The headwinds Republicans face in 2018 may not be on the Senate side, but in the House. The White House incumbent party tends to lose House seats in midterm elections 89 percent of the time dating back a century, with losses averaging 35 seats. The exceptions were 1934, 1998 and 2002. That’s it.

One sure-fire way to lose the majority (and fail in this once in a century opportunity to secure a Senate supermajority) would be to dispirit Trump supporters and other Republican voters — by failing to do what they said they would do on the campaign trail.

Failure to replace Obamacare, cut taxes and build the wall will be a death knell as voters sit on their hands in 2018.

All of which makes the upcoming vote in the Senate on replacing Obamacare incredibly consequential for Republicans. Even more so since under current Congressional budgeting rules, tax cuts — the second leg of the GOP legislative strategy — are scored as adding to the deficit, and budget reconciliation measures need to be deficit-neutral.

Meaning, the larger the spending cuts that are achieved by replacing Obamacare, the greater the tax cuts will be when the budget bill is put together.

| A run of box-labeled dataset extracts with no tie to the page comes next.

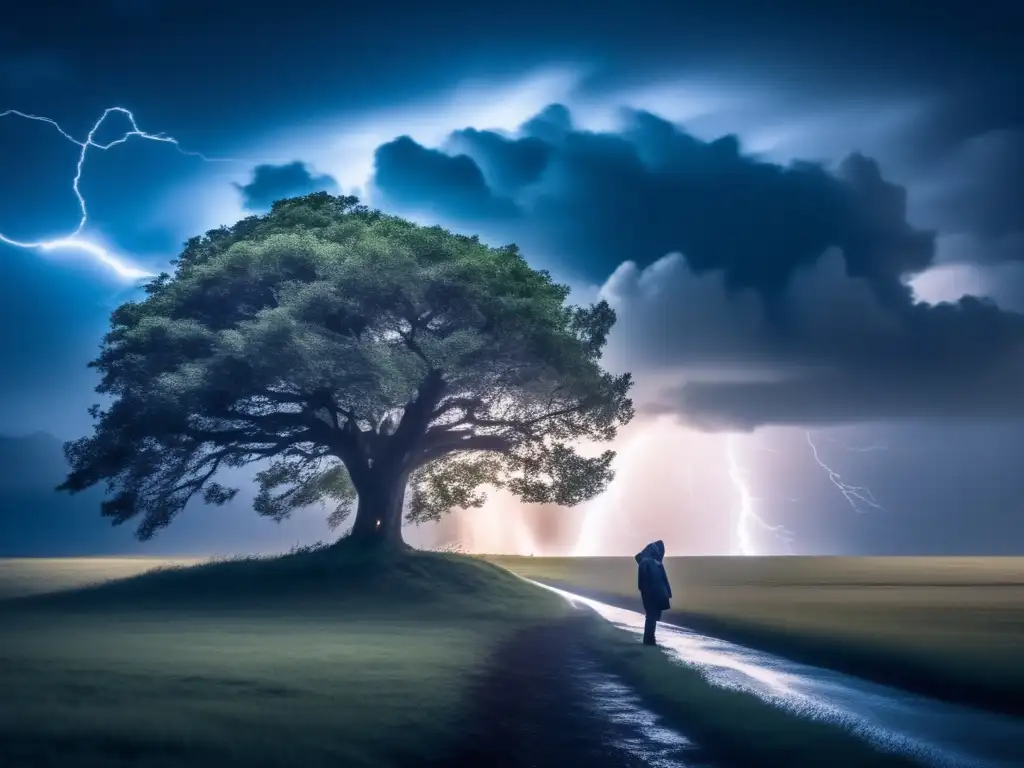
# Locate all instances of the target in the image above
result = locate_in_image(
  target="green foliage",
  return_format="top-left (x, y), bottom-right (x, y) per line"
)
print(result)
top-left (61, 193), bottom-right (633, 539)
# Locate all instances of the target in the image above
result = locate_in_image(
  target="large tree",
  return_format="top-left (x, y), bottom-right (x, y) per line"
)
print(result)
top-left (60, 193), bottom-right (633, 543)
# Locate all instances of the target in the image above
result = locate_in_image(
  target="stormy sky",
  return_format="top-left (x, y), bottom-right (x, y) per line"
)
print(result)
top-left (0, 0), bottom-right (1024, 554)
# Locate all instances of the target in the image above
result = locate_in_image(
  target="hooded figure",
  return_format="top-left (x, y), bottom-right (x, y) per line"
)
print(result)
top-left (636, 540), bottom-right (672, 645)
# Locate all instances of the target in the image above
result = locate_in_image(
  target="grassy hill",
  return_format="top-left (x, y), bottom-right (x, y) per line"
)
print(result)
top-left (0, 546), bottom-right (921, 768)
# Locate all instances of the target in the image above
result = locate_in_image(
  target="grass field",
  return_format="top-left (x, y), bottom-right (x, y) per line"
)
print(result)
top-left (488, 557), bottom-right (1024, 714)
top-left (0, 550), bottom-right (925, 768)
top-left (0, 552), bottom-right (566, 767)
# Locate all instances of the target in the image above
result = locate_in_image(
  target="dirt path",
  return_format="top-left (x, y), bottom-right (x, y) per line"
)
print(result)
top-left (435, 617), bottom-right (702, 768)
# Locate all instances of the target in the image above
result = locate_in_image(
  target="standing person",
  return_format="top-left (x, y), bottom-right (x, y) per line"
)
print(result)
top-left (636, 539), bottom-right (672, 645)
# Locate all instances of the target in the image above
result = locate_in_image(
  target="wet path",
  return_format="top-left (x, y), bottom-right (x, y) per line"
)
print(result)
top-left (428, 618), bottom-right (708, 768)
top-left (539, 585), bottom-right (1024, 768)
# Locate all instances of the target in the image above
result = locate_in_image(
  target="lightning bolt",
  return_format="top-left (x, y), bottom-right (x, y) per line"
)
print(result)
top-left (804, 432), bottom-right (885, 514)
top-left (725, 434), bottom-right (793, 555)
top-left (0, 106), bottom-right (234, 281)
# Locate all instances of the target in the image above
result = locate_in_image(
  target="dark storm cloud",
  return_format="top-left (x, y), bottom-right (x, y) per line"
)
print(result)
top-left (375, 108), bottom-right (934, 305)
top-left (375, 108), bottom-right (1024, 428)
top-left (234, 160), bottom-right (338, 212)
top-left (932, 129), bottom-right (1024, 253)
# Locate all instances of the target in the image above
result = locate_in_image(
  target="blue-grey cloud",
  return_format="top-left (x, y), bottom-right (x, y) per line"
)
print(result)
top-left (375, 106), bottom-right (934, 309)
top-left (375, 105), bottom-right (1024, 428)
top-left (234, 160), bottom-right (338, 212)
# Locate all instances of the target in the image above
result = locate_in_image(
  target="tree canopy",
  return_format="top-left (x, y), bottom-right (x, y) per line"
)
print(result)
top-left (60, 193), bottom-right (633, 540)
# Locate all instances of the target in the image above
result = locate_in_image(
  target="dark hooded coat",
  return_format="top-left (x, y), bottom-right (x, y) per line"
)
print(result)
top-left (635, 540), bottom-right (672, 613)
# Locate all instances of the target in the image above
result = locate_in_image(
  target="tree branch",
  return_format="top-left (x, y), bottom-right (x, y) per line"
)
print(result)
top-left (412, 432), bottom-right (513, 469)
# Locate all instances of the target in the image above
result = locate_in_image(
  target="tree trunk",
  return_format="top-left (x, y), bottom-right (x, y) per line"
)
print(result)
top-left (350, 475), bottom-right (409, 547)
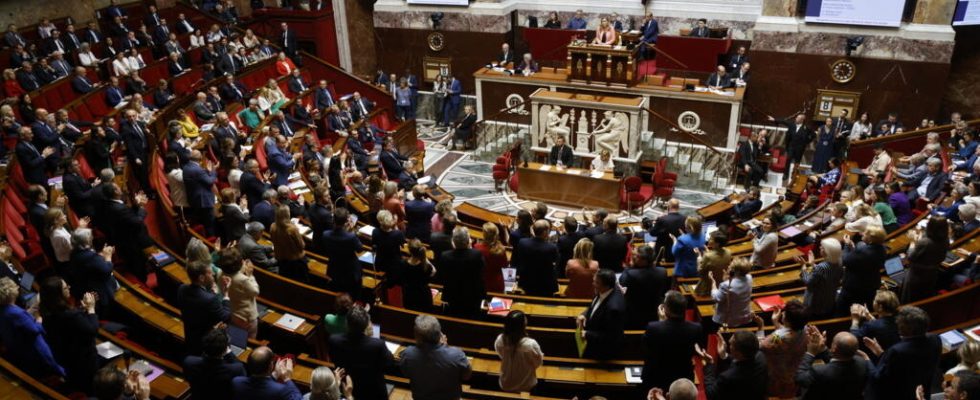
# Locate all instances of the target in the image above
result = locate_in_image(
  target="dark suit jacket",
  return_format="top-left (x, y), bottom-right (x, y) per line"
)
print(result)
top-left (327, 333), bottom-right (395, 399)
top-left (592, 232), bottom-right (629, 272)
top-left (441, 249), bottom-right (487, 316)
top-left (619, 267), bottom-right (670, 329)
top-left (177, 284), bottom-right (231, 355)
top-left (796, 351), bottom-right (870, 400)
top-left (67, 249), bottom-right (118, 307)
top-left (14, 141), bottom-right (51, 185)
top-left (218, 205), bottom-right (248, 243)
top-left (869, 335), bottom-right (942, 400)
top-left (511, 237), bottom-right (559, 297)
top-left (230, 376), bottom-right (303, 400)
top-left (184, 353), bottom-right (246, 399)
top-left (182, 161), bottom-right (217, 208)
top-left (704, 351), bottom-right (769, 400)
top-left (71, 75), bottom-right (94, 94)
top-left (908, 171), bottom-right (949, 201)
top-left (644, 318), bottom-right (706, 388)
top-left (776, 119), bottom-right (817, 154)
top-left (582, 288), bottom-right (626, 360)
top-left (548, 144), bottom-right (573, 167)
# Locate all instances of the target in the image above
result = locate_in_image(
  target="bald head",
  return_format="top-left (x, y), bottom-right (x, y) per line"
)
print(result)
top-left (830, 332), bottom-right (858, 359)
top-left (667, 378), bottom-right (698, 400)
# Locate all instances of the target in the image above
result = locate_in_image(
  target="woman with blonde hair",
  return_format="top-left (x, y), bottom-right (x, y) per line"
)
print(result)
top-left (303, 367), bottom-right (354, 400)
top-left (269, 204), bottom-right (309, 282)
top-left (565, 238), bottom-right (599, 299)
top-left (473, 222), bottom-right (507, 293)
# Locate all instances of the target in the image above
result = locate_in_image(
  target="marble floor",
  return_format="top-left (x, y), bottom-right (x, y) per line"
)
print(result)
top-left (418, 121), bottom-right (778, 222)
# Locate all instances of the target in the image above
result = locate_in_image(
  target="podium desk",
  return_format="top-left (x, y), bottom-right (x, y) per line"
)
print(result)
top-left (568, 43), bottom-right (640, 86)
top-left (517, 163), bottom-right (620, 211)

But, if Congress does not put the health care bill on the President’s desk, even an imperfect one, then doing tax cuts on budget reconciliation this year becomes that much more difficult — if not impossible. The two bills’ fates this year are linked inexorably together.

And then there’s the wall, which both McConnell and Ryan have promised will get done in the continuing resolution due Sept. 30 — which could be the key to getting Trump supporters, many of whom may not have voted in previous midterm elections, to the polls on behalf of GOP candidates in Nov. 2018.

The biggest mistake Congressional leaders could make at the moment is to underestimate the President’s support among his own supporters or to believe that they would command similar loyalty — by failing to enact the Trump agenda on health care, taxes and the wall. Now is the time to govern, because they may not get another chance in 2019.

Robert Romano is the senior editor of Americans for Limited Government.